On 30 July 2008, Capcom revealed that approximately 280,000 copies of the Wii version of Ōkami had been sold in North America and Europe since its release date. The Wii version debuted in Japan with a modest 24,000 copies sold in its first week in the region. It was recognized as the sixth-bestselling game in Japan on 23 October 2009. Total sales for the game remained under 600,000 total units by March 2009, and was named the "least commercially successful winner of a game of the year award" in the 2010 version of the Guinness World Records Gamer's Edition. Subsequently, in 2018, the game was awarded the Guinness World Record for "Most critically acclaimed video game starring an animal character".

Ōkami HD on PlayStation 4 yielded 16,536 unit sales within its first week on sale in Japan, placing it at number 18 on the all format sales chart.

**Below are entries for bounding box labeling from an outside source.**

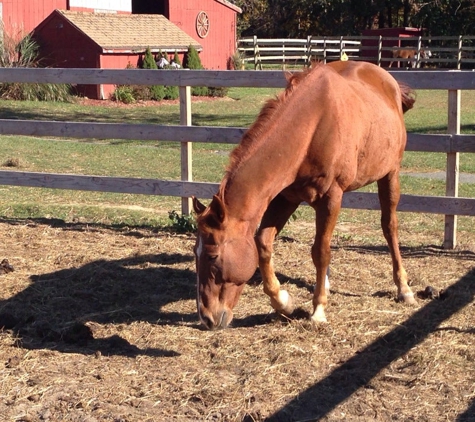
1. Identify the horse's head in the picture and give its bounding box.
[193,196,258,329]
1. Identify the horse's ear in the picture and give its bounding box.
[209,195,226,224]
[191,196,206,215]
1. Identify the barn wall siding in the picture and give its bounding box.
[168,0,240,70]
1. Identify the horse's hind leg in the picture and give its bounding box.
[256,195,298,315]
[378,172,415,303]
[311,188,343,323]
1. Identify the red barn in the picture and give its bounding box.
[32,10,202,99]
[0,0,241,69]
[166,0,241,69]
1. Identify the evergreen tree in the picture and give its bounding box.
[142,48,166,101]
[173,50,181,66]
[184,45,208,97]
[142,47,157,69]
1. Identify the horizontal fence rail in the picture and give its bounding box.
[0,68,475,247]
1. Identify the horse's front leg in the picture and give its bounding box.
[378,172,416,304]
[256,195,298,315]
[311,187,343,324]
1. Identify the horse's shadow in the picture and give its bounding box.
[0,249,197,356]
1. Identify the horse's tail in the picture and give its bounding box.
[398,82,416,113]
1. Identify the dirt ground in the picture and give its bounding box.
[0,219,475,422]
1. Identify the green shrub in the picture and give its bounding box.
[112,85,135,104]
[165,86,180,100]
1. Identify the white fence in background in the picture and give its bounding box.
[238,35,475,69]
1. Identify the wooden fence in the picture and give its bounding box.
[0,68,475,248]
[238,35,475,69]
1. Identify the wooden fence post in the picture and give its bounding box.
[179,86,193,215]
[457,35,463,69]
[377,35,389,66]
[444,90,461,249]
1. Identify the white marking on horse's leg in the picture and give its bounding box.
[398,290,417,305]
[310,305,327,324]
[270,290,294,315]
[325,274,330,294]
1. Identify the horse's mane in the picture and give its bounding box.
[218,63,321,198]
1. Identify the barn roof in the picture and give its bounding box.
[55,10,202,51]
[216,0,242,13]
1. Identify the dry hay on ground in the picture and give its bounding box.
[0,220,475,422]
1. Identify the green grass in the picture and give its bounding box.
[0,88,475,231]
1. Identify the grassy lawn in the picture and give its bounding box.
[0,88,475,236]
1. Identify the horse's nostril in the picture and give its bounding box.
[201,315,213,330]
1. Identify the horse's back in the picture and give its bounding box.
[290,61,406,196]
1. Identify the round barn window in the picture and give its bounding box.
[196,12,209,38]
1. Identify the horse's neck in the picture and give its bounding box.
[225,138,301,227]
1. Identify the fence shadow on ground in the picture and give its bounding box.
[0,222,198,357]
[266,269,475,422]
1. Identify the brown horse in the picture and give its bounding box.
[193,61,414,329]
[389,47,432,69]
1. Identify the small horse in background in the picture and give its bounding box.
[193,61,415,329]
[389,46,432,69]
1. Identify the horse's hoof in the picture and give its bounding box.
[310,305,328,326]
[398,292,417,305]
[270,290,295,316]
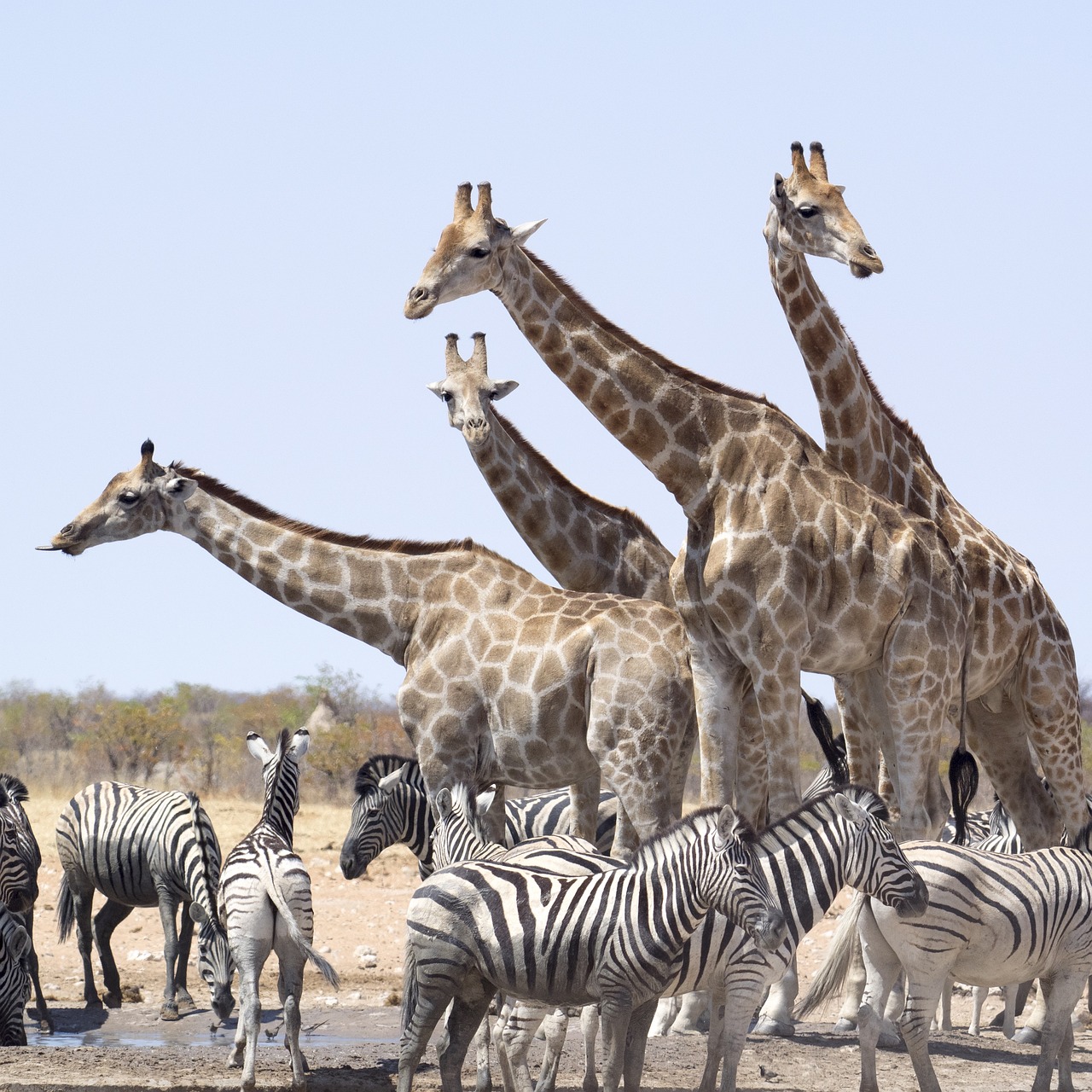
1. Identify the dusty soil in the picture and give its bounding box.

As of 31 March 2024, more than 2.40 million copies have been sold for the PlayStation 4, Xbox One, and Nintendo Switch, and as of 2020, 1.065 million copies of the Windows and PlayStation 3 versions, for a combined 3.365 million copies sold by June 2023. As of 30 June 2023, worldwide sales of the series reached 4 million copies.

===Legacy===
Ben Mattes, producer for the 2008 Prince of Persia video game, cited Ōkami, Ico, and Shadow of the Colossus as influences on the gameplay and artwork for the game. Capcom's Street Fighter IV is stated to have character designs influenced by Ōkami with hand-drawn images and brushstroke-like effects. The Disney video game Epic Mickey uses similar drawing aspects as Ōkami, allowing the player to draw and modify parts of levels to proceed. The final boss, Yami, appears as the main antagonist and final boss in the crossover fighting game Tatsunoko vs. Capcom. Amaterasu appears as a playable character in Marvel vs. Capcom 3: Fate of Two Worlds, Ultimate Marvel vs. Capcom 3 and Teppen. After Clover's dissolution and most of its staff's subsequent reformation as PlatinumGames, one of their next games, Bayonetta, contains several references to Ōkami; the most notable of these is when Bayonetta transforms into a panther and, like Amaterasu, a trail of flowers and plant life follows her. For the 2010 San Diego Comic-Con, Capcom raffled a limited run of T-shirts designed by Gerald de Jesus and iam8bit that placed Amaterasu, Shiranui, and Chibiterasu (from Ōkamiden) into a homage to the Three Wolf Moon t-shirt.

In 2009, GamesRadar included Ōkami among the games "with untapped franchise potential", commenting: "Seriously, if Nintendo can make the same Zelda game every few years, then why can't Capcom release Ōkami 2?". In 2015, Amaterasu was featured in Archie Comics' Worlds Unite crossover between its Sonic the Hedgehog comic lines and Mega Man series. An Ōkami costume was included in Monster Hunter Generations. Capcom submitted and got approval to publish an Amaterasu "courier" for Dota 2 just prior to the December 2017 release of Ōkami HD on Steam, with players that had pre-ordered or purchased Ōkami HD within the release period receiving the courier for free.

Capcom ran a celebratory event for Okami for the 20th anniversary of its release during April 2026.